ShareBench includes a feature to automate multiple workload runs with various configurations. Experiments can be defined as so-called recipe books in the form of YAML files. A single recipe book can contain one to many recipes which in turn can define one to many workload executions.
The recipe book format is best explained in an example. Each recipe needs to specify a list of workloads, mechanisms, and number of apps. For recipes that do not specify some property, the default values (defined at the top of the file) will be used.
Recipe books can be executed with the run_experiment script:
python3 scripts/run_experiment.py <recipe path>The --redirect_stdout and --redirect_stderr flags can be used to enable redirection of standard out and standard error respectively to a file (saved in the experiments/output directory).
Additionally, the start delay can be customized with the --start-delay flag (defaults to 45 seconds).

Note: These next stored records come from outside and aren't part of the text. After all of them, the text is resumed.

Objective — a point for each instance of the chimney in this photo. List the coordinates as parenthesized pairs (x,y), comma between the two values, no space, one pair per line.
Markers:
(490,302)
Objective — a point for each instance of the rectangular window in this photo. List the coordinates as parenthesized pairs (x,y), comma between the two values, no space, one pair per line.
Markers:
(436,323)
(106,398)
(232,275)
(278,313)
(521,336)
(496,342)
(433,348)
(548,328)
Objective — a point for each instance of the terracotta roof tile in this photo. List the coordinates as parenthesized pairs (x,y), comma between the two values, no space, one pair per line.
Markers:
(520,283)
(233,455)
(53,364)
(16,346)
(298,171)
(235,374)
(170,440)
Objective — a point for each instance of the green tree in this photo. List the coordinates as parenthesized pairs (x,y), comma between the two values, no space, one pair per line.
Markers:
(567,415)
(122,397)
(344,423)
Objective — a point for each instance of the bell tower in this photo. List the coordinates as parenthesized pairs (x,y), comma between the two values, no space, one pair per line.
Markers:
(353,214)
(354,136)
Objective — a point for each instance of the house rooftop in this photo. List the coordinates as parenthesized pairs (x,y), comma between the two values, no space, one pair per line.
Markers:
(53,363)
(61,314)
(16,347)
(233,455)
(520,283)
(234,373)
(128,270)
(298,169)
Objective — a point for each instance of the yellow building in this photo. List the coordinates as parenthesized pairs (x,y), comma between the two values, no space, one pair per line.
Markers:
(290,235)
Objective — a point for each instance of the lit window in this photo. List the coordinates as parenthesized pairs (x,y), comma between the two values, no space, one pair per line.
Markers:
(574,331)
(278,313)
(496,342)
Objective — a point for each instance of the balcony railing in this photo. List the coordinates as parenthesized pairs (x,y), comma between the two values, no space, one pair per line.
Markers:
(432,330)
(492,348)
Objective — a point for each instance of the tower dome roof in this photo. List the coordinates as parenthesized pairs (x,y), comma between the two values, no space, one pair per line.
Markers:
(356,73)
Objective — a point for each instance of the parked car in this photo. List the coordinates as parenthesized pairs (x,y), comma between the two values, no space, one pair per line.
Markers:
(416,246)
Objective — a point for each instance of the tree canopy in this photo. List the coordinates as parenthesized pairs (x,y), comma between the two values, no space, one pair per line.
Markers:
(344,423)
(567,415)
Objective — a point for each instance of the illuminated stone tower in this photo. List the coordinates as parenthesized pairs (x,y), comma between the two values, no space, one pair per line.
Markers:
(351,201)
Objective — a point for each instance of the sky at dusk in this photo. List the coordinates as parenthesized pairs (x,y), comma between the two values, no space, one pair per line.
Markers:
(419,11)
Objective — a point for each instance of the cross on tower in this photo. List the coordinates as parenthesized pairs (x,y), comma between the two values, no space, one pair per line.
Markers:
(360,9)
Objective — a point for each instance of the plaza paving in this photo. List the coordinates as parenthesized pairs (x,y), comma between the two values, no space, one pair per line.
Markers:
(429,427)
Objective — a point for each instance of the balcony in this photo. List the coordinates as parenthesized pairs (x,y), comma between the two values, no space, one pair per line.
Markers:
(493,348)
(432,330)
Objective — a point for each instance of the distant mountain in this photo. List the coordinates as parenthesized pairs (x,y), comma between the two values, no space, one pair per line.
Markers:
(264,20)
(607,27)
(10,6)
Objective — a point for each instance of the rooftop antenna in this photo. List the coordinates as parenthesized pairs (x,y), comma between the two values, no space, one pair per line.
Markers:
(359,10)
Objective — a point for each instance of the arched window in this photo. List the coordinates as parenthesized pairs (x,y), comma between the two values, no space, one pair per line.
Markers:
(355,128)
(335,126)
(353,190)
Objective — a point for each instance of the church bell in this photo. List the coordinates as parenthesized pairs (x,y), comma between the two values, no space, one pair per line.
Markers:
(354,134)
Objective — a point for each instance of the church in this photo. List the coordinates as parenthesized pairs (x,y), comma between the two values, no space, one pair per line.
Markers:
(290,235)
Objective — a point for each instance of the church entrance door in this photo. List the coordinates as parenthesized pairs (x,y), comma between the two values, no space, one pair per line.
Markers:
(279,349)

Executing a recipe book will sequentially execute all recipes (in order as specified) and for each recipe sequentially execute all combinations of values (in order as specified).
The loop structure is workload -> mechanism -> num_apps, from outermost to innermost.
Results with the SessionIDs (needed for visualization/analysis) of each run will be saved in the experiments/results folder under the name of the recipe book and identified by the start time of the recipe.
Here are some commands and tools that may be handy when working with ShareBench.
Run a command as background process (useful for running longer experiments):
nohup <command> &The started process will not be terminated even if the shell session exits. All output will be written to a nohup.out file.
Get logs of most recent Spark Driver:
kubectl logs $(kubectl get pods -A --sort-by=.metadata.creationTimestamp | grep driver | tail -n 1 | awk '{print $2}') -n $(kubectl get pods -A --sort-by=.metadata.creationTimestamp | grep driver | tail -n 1 | awk '{print $1}')Get logs of most recent Spark Driver but filter for all lines that don't start with a timestamp:
kubectl logs $(kubectl get pods -A --sort-by=.metadata.creationTimestamp | grep driver | tail -n 1 | awk '{print $2}') -n $(kubectl get pods -A --sort-by=.metadata.creationTimestamp | grep driver | tail -n 1 | awk '{print $1}') --follow | grep -v "^[0-9]\{2\}/[0-9]\{2\}/[0-9]\{2\} [0-9]\{2\}:[0-9]\{2\}:[0-9]\{2\}"Append --follow to either of the commands keep the log open.